In estrema approssimazione Christensen afferma che a fronte di una innovazione dirompente (come quella dello video-streaming, per esempio) le società che hanno un prodotto o un servizio consolidato che produce margini robusti (video-noleggio, per esempio) rischiano di essere scardinate da società che, partendo dalla fascia bassa del mercato (quella meno redditizia) introducono servizi o prodotti innovativi che, consolidandosi progressivamente, vanno ad invadere, in modo erosivo, anche le fasce alte del mercato presidiate dalla società leader, "the incumbent". Christensen descrive in dettaglio come si attua questo processo discutendo con grande acume un'ampia gamma di casi avvenuti in tutti i segmenti industriali. L'insegnamento che se ne trae è che le società maggiori devono porsi subito il problema di come introdurre prodotti e servizi "innovativi" anche se tendono a confliggere con il business corrente. Il primo istinto è quello di rifuggirli perché non rispondono ai criteri di redditività stabiliti dal management. Però se non fanno propria questa innovazione o se la eseguono con scarsa determinazione, qualcun'altro lo farà al posto loro e il business prosperoso sarà inesorabilmente cannibalizzato al modo di una sorta di take-over ostile. Quindi Hastings sembra aver fatto, alla luce delle teorie di Christensen, la mossa giusta nel porre lo streaming al centro della strategia di Netflix, ma senz'altro ha spostato le pedine sbagliate.

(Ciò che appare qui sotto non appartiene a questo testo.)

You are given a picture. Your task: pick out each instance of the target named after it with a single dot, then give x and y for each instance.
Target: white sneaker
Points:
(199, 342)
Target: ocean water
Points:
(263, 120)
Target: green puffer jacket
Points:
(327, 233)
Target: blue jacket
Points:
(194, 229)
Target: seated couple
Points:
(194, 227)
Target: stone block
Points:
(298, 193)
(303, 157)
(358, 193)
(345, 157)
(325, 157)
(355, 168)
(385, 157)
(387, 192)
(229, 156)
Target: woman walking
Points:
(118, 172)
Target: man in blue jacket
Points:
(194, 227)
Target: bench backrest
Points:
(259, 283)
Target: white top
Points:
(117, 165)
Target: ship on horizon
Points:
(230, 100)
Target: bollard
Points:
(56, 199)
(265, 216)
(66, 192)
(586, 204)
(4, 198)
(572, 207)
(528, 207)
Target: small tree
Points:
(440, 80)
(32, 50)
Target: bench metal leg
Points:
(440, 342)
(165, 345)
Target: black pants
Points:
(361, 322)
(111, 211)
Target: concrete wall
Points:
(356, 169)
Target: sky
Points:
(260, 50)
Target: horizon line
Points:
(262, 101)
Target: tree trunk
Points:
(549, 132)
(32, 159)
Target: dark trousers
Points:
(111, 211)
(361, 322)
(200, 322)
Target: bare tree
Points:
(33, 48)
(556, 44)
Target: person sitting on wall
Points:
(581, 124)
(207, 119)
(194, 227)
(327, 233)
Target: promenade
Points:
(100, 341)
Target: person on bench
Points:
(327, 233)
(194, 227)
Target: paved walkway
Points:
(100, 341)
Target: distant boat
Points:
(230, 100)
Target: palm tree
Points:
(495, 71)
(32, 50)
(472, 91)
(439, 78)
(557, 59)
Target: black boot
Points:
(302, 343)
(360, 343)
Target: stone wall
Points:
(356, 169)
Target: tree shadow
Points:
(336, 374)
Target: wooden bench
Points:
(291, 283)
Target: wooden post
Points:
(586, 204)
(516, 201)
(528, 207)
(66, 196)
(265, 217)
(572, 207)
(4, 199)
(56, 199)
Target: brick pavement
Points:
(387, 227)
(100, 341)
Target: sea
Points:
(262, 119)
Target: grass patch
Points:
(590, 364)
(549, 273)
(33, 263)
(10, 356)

Prima di tutto Netflix non è più una start-up che sta introducendo un servizio o un prodotto innovativo partendo dalla fascia bassa del mercato, ma, "the incumbent", cioè il soggetto che tiene il pallino del mercato con i suoi 25 milioni di clienti. Quindi la risposta della clientela non è una cosa che deve essere oggetto di sperimentazione, ma un dato certo e già esperito.  

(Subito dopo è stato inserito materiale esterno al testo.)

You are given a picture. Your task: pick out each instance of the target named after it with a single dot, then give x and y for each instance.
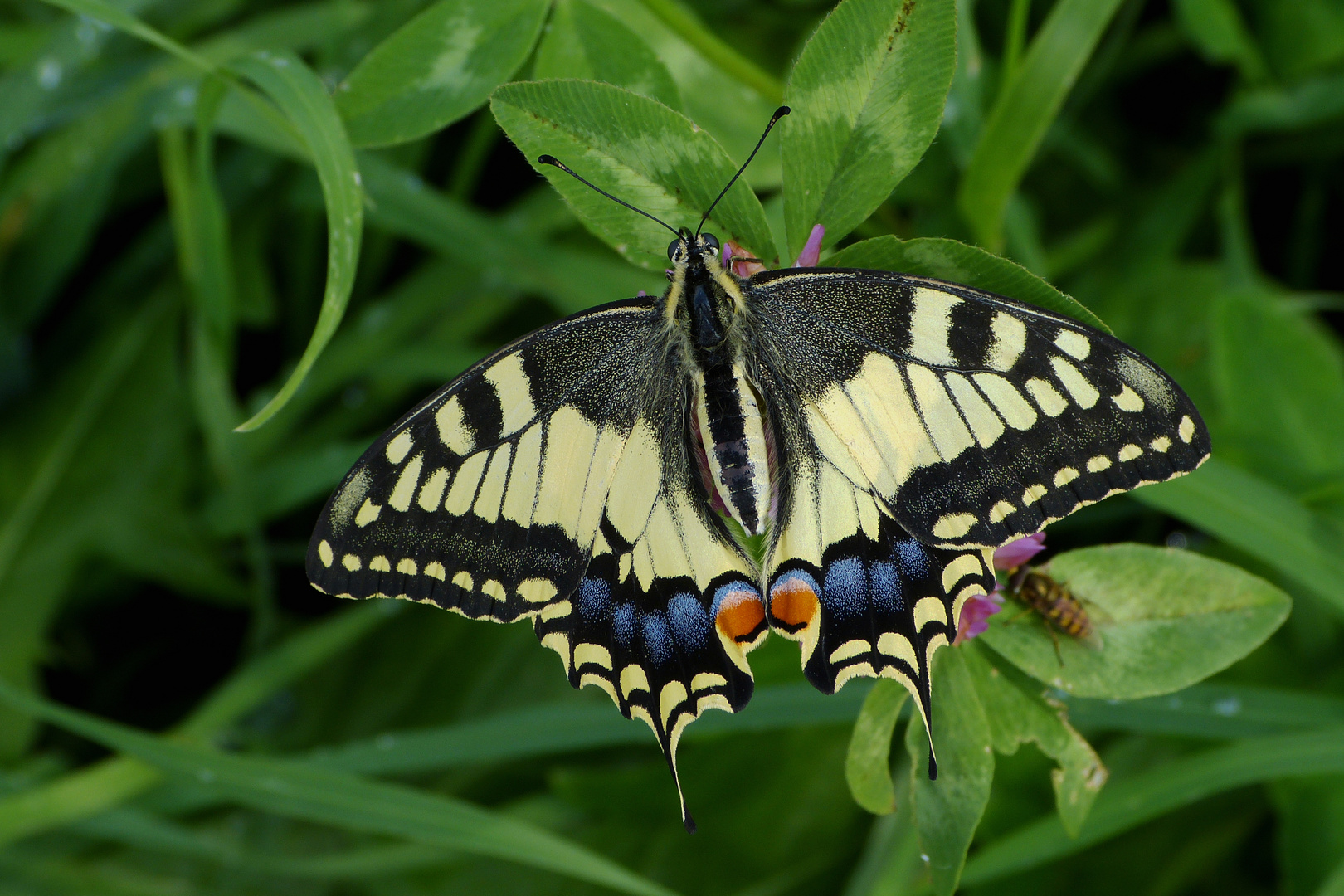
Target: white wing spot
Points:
(849, 650)
(953, 525)
(1007, 401)
(1127, 401)
(1047, 399)
(929, 324)
(368, 512)
(452, 427)
(399, 448)
(1010, 340)
(511, 386)
(537, 590)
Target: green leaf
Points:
(1255, 516)
(578, 45)
(438, 67)
(962, 264)
(407, 206)
(296, 790)
(301, 95)
(1280, 382)
(1018, 715)
(867, 766)
(117, 17)
(542, 731)
(867, 97)
(1218, 30)
(1164, 620)
(1277, 109)
(1127, 804)
(635, 148)
(110, 782)
(947, 811)
(1025, 109)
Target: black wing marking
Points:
(485, 499)
(554, 481)
(976, 418)
(860, 594)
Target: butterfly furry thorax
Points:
(882, 433)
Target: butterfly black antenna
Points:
(557, 163)
(778, 113)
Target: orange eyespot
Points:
(738, 613)
(793, 599)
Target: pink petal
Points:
(975, 614)
(1020, 551)
(743, 268)
(812, 249)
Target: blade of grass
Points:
(1025, 109)
(110, 782)
(1127, 804)
(119, 17)
(303, 97)
(299, 790)
(539, 731)
(1257, 518)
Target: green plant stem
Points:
(472, 156)
(689, 28)
(52, 466)
(110, 782)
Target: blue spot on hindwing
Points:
(847, 587)
(594, 599)
(689, 621)
(622, 625)
(884, 587)
(657, 638)
(912, 558)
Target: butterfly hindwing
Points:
(860, 594)
(485, 499)
(554, 481)
(976, 418)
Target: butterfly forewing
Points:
(975, 418)
(554, 481)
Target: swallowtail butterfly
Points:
(884, 433)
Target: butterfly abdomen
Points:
(1055, 603)
(733, 431)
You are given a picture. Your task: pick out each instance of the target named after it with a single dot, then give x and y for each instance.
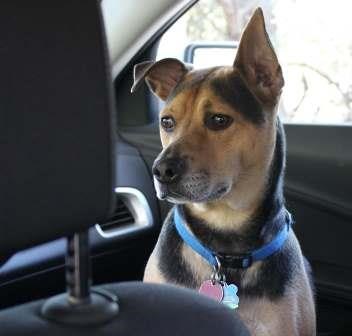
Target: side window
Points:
(312, 42)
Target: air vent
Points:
(132, 214)
(122, 216)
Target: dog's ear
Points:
(257, 62)
(161, 77)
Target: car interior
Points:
(76, 186)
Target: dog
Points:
(222, 165)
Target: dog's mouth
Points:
(190, 189)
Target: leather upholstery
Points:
(55, 131)
(146, 309)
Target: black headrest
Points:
(56, 139)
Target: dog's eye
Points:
(217, 122)
(167, 123)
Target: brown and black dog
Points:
(223, 162)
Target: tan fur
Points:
(241, 155)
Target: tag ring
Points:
(217, 276)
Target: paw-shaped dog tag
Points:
(230, 298)
(212, 290)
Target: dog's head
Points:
(218, 125)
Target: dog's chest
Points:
(181, 265)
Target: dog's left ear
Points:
(257, 62)
(161, 76)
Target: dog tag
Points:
(230, 298)
(212, 289)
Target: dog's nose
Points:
(168, 170)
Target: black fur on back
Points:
(275, 273)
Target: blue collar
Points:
(239, 260)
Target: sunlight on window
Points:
(312, 40)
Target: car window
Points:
(312, 41)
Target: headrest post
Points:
(81, 305)
(78, 273)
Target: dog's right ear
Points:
(161, 76)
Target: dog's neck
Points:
(244, 215)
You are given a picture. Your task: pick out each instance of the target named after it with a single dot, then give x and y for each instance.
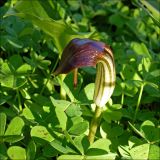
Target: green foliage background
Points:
(36, 123)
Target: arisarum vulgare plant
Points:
(85, 52)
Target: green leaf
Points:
(140, 49)
(41, 132)
(110, 115)
(27, 113)
(150, 132)
(145, 151)
(101, 146)
(3, 151)
(16, 152)
(2, 123)
(62, 118)
(79, 128)
(58, 146)
(31, 150)
(12, 138)
(110, 156)
(61, 34)
(81, 143)
(63, 104)
(73, 110)
(8, 77)
(86, 95)
(13, 128)
(154, 152)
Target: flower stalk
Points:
(85, 52)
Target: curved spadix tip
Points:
(81, 52)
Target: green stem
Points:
(122, 99)
(94, 124)
(138, 102)
(19, 100)
(62, 90)
(44, 86)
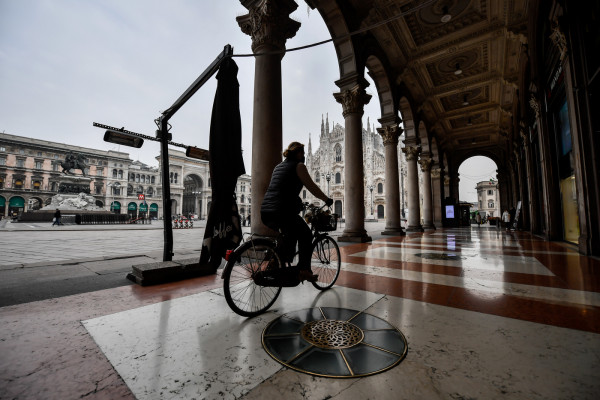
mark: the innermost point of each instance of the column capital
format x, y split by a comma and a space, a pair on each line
268, 23
353, 100
390, 134
425, 163
411, 152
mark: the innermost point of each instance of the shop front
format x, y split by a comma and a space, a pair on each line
154, 210
132, 210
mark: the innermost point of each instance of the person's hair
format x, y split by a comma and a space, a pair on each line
293, 149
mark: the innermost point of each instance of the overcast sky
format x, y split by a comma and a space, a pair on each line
68, 63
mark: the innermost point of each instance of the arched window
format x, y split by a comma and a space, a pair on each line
338, 153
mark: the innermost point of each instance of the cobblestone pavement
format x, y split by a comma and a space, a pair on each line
39, 242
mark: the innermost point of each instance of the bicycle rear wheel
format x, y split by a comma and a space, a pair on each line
243, 294
325, 262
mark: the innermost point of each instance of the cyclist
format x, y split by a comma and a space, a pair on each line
282, 204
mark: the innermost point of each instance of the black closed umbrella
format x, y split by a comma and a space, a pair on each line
223, 230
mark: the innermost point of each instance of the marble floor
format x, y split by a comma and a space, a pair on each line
487, 314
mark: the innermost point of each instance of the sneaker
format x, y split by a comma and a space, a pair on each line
307, 275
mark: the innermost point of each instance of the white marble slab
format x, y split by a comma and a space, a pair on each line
470, 259
196, 347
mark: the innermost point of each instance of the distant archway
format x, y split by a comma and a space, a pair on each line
479, 186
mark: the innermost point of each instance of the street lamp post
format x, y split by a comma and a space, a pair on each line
371, 190
112, 204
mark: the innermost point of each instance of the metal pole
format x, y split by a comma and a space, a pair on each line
166, 186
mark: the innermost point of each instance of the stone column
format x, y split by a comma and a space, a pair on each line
436, 196
425, 163
353, 101
390, 136
414, 212
269, 25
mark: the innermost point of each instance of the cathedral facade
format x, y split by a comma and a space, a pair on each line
326, 167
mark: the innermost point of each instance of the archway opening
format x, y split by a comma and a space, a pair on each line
478, 186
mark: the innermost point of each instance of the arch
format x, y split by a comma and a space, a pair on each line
337, 206
192, 192
338, 152
115, 207
34, 203
408, 121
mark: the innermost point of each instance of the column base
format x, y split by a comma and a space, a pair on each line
355, 237
394, 232
414, 228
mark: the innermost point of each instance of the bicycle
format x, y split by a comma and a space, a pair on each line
258, 269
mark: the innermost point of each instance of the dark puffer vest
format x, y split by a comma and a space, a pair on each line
283, 194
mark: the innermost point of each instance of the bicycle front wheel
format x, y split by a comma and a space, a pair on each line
243, 294
326, 262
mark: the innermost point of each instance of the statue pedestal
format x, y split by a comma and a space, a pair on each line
73, 184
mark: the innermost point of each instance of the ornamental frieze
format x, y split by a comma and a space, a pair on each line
353, 100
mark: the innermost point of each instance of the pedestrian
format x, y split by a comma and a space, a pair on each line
56, 218
506, 219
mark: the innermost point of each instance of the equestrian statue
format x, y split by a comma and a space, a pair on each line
72, 162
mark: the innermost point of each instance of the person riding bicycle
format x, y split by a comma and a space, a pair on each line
282, 204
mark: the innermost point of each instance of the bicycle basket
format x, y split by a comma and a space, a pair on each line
325, 222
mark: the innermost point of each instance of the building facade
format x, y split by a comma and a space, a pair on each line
488, 198
326, 166
30, 171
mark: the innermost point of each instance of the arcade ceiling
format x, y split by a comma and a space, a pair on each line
459, 62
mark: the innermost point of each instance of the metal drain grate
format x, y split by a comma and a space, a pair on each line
334, 342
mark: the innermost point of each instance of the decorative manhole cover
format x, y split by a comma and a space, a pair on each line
440, 256
334, 342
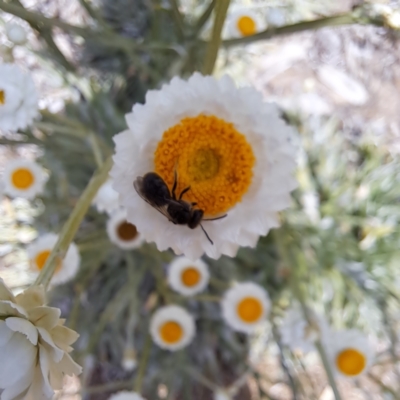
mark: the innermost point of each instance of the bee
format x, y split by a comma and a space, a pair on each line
152, 189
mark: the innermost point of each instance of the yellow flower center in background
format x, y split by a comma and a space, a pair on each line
41, 259
249, 309
246, 25
127, 231
171, 332
350, 362
22, 178
209, 155
190, 276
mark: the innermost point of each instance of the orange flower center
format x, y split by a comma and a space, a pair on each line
41, 259
190, 276
350, 362
22, 178
250, 309
171, 332
127, 231
209, 155
246, 25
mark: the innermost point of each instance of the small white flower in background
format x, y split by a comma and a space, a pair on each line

Un nuovo servizio deve creare valore per la clientela che può essere non meramente monetario, ma, per esempio, percepito in termini di valore d'uso: semplificazione, portabilità, estensibilità e via dicendo. L'offerta di Netflix non aveva alcuno di questi attributi, anzi complicava le cose e, separando il servizio dello streaming da quello del noleggio, toglieva libertà di scelta al cliente che un giorno poteva preferire un DVD da infilare comodamente nel lettore del televisore del soggiorno di casa (operazione che riesce a fare anche il gatto) e quello successivo un più complicato streaming da fruire sul proprio portatile in una stanza d'albergo.

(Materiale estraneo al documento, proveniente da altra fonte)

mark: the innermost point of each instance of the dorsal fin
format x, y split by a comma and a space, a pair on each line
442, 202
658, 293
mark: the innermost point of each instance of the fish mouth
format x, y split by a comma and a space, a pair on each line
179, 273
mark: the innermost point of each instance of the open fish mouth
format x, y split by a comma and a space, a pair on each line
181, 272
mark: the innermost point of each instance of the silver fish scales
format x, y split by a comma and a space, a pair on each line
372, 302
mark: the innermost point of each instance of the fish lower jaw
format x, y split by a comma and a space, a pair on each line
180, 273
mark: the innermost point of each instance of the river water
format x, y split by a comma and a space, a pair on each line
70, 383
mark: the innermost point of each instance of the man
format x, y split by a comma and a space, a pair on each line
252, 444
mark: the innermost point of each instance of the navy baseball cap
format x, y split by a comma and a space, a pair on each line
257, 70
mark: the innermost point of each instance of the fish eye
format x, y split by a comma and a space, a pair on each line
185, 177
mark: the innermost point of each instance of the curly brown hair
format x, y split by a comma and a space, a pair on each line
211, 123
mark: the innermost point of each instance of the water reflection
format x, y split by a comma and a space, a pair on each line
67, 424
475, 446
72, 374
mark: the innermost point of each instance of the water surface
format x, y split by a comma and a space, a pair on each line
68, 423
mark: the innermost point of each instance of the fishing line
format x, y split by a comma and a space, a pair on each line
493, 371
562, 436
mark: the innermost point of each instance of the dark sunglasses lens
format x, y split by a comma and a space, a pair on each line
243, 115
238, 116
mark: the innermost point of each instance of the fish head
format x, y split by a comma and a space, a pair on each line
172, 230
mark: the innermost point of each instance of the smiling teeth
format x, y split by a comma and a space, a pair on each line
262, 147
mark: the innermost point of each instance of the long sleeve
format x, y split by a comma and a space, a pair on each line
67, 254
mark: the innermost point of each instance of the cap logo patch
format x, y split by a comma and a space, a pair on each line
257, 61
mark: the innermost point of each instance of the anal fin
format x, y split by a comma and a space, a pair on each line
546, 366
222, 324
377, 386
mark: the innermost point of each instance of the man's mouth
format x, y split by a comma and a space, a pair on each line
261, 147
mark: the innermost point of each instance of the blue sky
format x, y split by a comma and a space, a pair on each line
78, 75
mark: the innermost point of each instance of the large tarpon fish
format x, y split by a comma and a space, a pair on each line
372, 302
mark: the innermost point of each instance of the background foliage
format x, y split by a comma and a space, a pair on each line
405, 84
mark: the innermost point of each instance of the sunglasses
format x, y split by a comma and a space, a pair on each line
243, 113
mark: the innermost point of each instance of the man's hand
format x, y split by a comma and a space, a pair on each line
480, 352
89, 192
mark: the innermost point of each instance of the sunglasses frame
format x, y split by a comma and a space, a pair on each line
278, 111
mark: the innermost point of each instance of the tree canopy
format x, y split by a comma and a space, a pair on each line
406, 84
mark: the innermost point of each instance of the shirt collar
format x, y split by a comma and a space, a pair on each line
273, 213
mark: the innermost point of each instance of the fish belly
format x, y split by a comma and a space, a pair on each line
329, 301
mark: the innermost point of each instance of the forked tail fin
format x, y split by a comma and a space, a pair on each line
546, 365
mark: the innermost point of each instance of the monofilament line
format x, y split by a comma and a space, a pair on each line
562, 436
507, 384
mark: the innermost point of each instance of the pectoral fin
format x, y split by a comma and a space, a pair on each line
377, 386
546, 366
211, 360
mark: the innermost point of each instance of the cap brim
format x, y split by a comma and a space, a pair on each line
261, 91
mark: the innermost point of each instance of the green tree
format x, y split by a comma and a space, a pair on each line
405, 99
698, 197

I consumatori adorano scegliere e aborrono le restrizioni. Netflix toglieva questa libertà di scelta senza reciprocità. E infatti in molti vecchi e fedeli abbonati, come David Pogue del New York Times, sono fuggiti ed anche con tutto il clamore possibile nell'epoca dei social network. Il management di Netflix, all'apice del suo successo, ha pensato di possedere il carisma dell'infallibilità che l'ha indotto a dare per scontato che i clienti alla fine avrebbero accettato il nuovo schema tariffario e le modalità di accesso al servizio solo per il fatto che le proponeva Netflix e che lo streaming era il credo del momento. Forse Hastings avrebbe fatto meglio a fare un paio di telefonate a qualche abbonato nell'Iowa o nel Wisconsin piuttosto che una doppia immersione nella teorie di Christensen.